Jesus Handed Over to Pilate
27 When daybreak came, all the chief priests and the elders of the people plotted against Jesus to put him to death.
2 After tying him up, they led him away and handed him over to Pilate, [other mss read Pontius Pilate] the governor.
Judas Hangs Himself
3 Then Judas, his betrayer, seeing that Jesus had been condemned, was full of remorse and returned the thirty pieces of silver to the chief priests and elders.
4 “I have sinned by betraying innocent blood,” he said.
“What’s that to us?” they said. “See to it yourself!”
5 So he threw the silver into the temple and departed. Then he went and hanged himself.
6 The chief priests took the silver and said, “It’s not permitted to put it into the temple treasury, since it is blood money.”
7 They conferred together and bought the potter’s field with it as a burial place for foreigners.
8 Therefore that field has been called “Field of Blood” to this day.
9 Then what was spoken through the prophet Jeremiah was fulfilled: "They took [or I took] the thirty pieces of silver, the price of him whose price was set by the Israelites, 10 and they gave [some mss read I gave] them for the potter’s field, as the Lord directed me." [Jr 32:6–9; Zch 11:12–13]
Jeremiah 32:6-9 Jeremiah replied, “The word of the Lord came to me: Watch! Hanamel, the son of your uncle Shallum, is coming to you to say, ‘Buy my field in Anathoth for yourself, for you own the right of redemption to buy it.’
“Then, as the Lord had said, my cousin Hanamel came to the guard’s courtyard and urged me, ‘Please buy my field in Anathoth in the land of Benjamin, for you own the right of inheritance and redemption. Buy it for yourself.’ Then I knew that this was the word of the Lord. So I bought the field in Anathoth from my cousin Hanamel, and I weighed out the silver to him—seventeen shekels of silver."

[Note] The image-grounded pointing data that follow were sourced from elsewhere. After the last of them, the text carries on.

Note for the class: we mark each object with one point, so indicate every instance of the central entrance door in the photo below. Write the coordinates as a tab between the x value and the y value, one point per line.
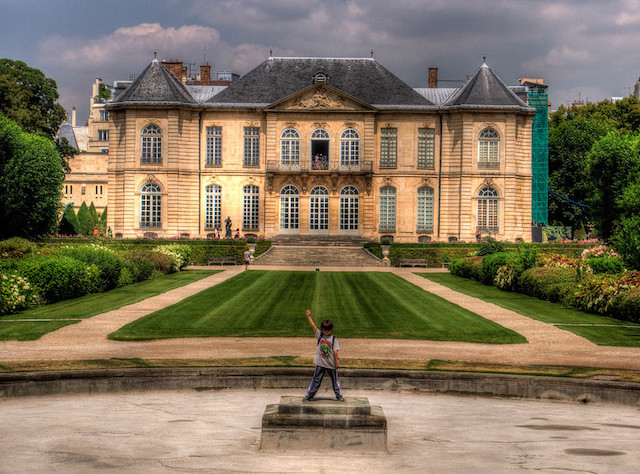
289	210
319	211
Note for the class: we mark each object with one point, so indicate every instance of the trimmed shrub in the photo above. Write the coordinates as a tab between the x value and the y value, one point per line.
491	246
16	293
467	268
107	261
626	305
69	221
548	283
60	277
16	247
606	265
492	262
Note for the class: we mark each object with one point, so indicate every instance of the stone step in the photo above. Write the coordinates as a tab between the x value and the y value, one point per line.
310	256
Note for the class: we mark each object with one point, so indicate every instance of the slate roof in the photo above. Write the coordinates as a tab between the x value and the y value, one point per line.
155	86
437	95
66	131
278	78
485	90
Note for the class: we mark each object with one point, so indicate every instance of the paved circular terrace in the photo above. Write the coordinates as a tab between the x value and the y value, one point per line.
219	431
547	345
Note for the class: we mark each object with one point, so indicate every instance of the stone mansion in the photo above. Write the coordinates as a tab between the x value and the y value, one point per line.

Zechariah 11:12-13 Then I said to them, “If it seems right to you, give me my wages; but if not, keep them.” So they weighed my wages, thirty pieces of silver.
“Throw it to the potter,” the Lord said to me—this magnificent price I was valued by them. So I took the thirty pieces of silver and threw it into the house of the Lord, to the potter.
Commentary
(the following is from Matthew Henry's Concise Commentary -- www.christianity.com)
"Wicked men see little of the consequences of their crimes when they commit them, but they must answer for them all. In the fullest manner Judas acknowledged to the chief priests that he had sinned, and betrayed an innocent person. This was full testimony to the character of Christ; but the rulers were hardened. Casting down the money, Judas departed, and went and hanged himself, not being able to bear the terror of Divine wrath, and the anguish of despair. There is little doubt but that the death of Judas was before that of our blessed Lord. But was it nothing to them that they had thirsted after this blood, and hired Judas to betray it, and had condemned it to be shed unjustly? Thus do fools make a mock at sin. Thus many make light of Christ crucified. And it is a common instance of the deceitfulness of our hearts, to make light of our own sin by dwelling upon other people's sins. But the judgment of God is according to truth.
Many apply this passage of the buying the piece of ground, with the money Judas brought back, to signify the favour intended by the blood of Christ to strangers, and sinners of the Gentiles. It fulfilled a prophecy, Zechariah 11:12. Judas went far toward repentance, yet it was not to salvation. He confessed, but not to God; he did not go to him, and say, I have sinned, Father, against heaven. Let none be satisfied with such partial convictions as a man may have, and yet remain full of pride, enmity, and rebellion."